I wholeheartedly concur.


At 4:03 PM, Anonymous Anonymous said...

Given the editorial and mutable nature of most such titles, I try to remember older poetry by first lines and refrains, which usually are indexed.

"Back and Side Go Bare" is in fact the title provided in some anthologies. One which I have at hand is "From Beowulf to Thomas Hardy," edited by Robert Shafer (1924). (My family tends to keep old textbooks....).

Judging from my Fifth Edition, the older editions of the "Norton Anthology of English Literature" seem to have titled it "Back and Side Go Bare, Go Bare." I first encountered it in the Second Edition (longer ago than I like to remember). I am dismayed it find it has been dropped from recent versions.

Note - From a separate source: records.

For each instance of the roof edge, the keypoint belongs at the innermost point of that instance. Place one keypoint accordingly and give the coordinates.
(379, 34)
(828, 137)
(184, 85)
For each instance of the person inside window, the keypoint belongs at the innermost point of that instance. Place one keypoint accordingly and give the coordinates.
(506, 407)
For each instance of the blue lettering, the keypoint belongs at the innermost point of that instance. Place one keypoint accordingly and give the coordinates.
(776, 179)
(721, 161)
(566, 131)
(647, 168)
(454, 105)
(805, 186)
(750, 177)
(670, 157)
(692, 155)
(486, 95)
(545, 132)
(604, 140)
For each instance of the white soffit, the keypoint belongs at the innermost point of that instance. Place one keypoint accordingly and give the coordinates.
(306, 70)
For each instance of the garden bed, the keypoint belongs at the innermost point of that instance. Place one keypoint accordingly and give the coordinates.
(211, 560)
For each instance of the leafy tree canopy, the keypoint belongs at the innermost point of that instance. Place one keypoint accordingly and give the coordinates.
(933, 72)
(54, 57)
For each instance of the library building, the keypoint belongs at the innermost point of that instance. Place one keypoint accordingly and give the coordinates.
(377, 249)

By the way, the date I gave for Norman Ault's "Elizabethan Lyrics from the Original Texts" should have been 1949, not 1940.

At 10:19 PM, Blogger Horace Jeffery Hodges said...

Ian, thanks for the additional information.

I, too, have some older Norton Anthologies. Back in the late 70s, I read through volumes 1 and 2 of the Norton Anthology for British literature and for American literature in preparation for the GRE. I did pretty well on the test, but I've forgotten a lot and don't remember if this poem appeared in my copy of volume 1. Perhaps I'll check.